The first phrase is given in relation to showing the pleasant path, or you could say cause, to all sentient beings. For example, for some beings in the bad migrations, he sends light rays from his body that alleviate their sufferings and, having produced faith in them, places them in the good migrations. Then, for those in the happy migrations, he places them in various things such as generosity, discipline, and so on and so gradually ripens them into the three enlightenments.(78)
The remaining three phrases of this group of four are given in relation to showing the pleasant path to those sentient beings who have entered a vehicle. Among them, a father to the bodhisatvas is for those who belong to the Great Vehicle; they are bodhisatvas belonging to the family of the buddhas. Because they are born from the buddha’s dharma (79) to begin with and then because, in terms of body, speech, mind, and activities, they come to abide as buddhas (80) or something corresponding to it, they are the sons of the buddhas. The Tathagata is their father because he is the object from whom they get their good qualities. That is how it works.

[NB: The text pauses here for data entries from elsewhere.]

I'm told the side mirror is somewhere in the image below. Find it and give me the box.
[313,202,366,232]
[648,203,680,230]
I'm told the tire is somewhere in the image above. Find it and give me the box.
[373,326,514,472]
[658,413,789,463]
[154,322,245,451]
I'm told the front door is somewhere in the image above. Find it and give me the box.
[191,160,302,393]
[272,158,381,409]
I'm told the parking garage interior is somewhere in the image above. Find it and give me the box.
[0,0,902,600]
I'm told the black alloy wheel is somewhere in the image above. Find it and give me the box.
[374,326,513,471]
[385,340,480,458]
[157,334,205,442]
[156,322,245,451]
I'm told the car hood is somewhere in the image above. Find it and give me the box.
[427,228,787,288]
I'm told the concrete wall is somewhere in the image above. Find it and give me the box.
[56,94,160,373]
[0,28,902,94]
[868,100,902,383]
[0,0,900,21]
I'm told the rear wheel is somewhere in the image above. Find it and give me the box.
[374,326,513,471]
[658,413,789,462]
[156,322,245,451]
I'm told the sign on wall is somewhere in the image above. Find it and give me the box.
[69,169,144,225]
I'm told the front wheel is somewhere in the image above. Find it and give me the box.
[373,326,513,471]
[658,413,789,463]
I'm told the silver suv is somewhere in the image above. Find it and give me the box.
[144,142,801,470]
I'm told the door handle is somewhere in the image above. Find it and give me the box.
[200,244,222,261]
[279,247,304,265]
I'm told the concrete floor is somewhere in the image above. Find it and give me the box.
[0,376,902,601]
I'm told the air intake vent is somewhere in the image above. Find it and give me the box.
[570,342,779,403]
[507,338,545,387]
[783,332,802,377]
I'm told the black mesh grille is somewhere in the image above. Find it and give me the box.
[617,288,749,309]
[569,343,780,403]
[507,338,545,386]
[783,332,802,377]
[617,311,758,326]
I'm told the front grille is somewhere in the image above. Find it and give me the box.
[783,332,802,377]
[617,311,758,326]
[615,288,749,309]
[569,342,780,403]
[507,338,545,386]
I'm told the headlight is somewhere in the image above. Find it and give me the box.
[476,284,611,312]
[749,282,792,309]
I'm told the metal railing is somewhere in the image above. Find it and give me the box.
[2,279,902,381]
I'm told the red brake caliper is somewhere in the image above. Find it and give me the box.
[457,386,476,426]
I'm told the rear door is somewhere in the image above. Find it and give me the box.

Then, a king to the noble persons is for those of the shravaka and pratyeka families. Stream-enterers, returners, non-returners, shravaka and pratyeka arhats, and so on are nourished by the buddha’s dharma but do not make it as far as the Tathagata side of dharma (81). Therefore, they remain like ordinary commoners and, because of that, buddha is a king for them.
A chief of merchants both leads all merchants along and goes along with them, so for them, he is their captain. The city of nirvana applies to the nirvana of all three vehicles. The Buddha unmistakably guides the ones wanting to go there, with the result that he is their captain, and the city of emancipation is their final destination.
The six phrases His wisdom is unfathomable. His knowledgeability is inconceivable. His speech is complete purity. His melody is pleasing. One never has enough of viewing the image of his body. His body is unparalleled show the means by which he enacts the purposes of others (82).
Of them, the enlightened activity of mind is that his wisdom is unfathomable. Given that he knows all of sentient beings’ elements, inclinations, faculties, and karmic imprints, he is able unmistakably to employ all methods and timings needed for the purposes of migrators.
The enlightened activity of speech is that his knowledgeability is inconceivable (83). It is inconceivable based on attempting to write it out: if one started with one phrase about it then explained that with more and more other phrases, even if one were to do that for unfathomable kalpas, one would not finish the task. It is conceivable based on presentation of its meaning: if during unfathomable kalpas infinite sentient beings were at the same time to ask a completely different question, the Buddha could just one time, effortlessly giving a reply in various different ways, supply an ungarbled answer to each being; there would be only one instance of his speech but it would convey infinite meanings that would come forth in different, individual replies. There would be an infinite amount of speech yet each single being to be tamed would have his wisdom limitlessly increased because of it. “Knowledgeability” relates to his teaching dharma; “inconceivable” relates to its amazing, wondrous presentation.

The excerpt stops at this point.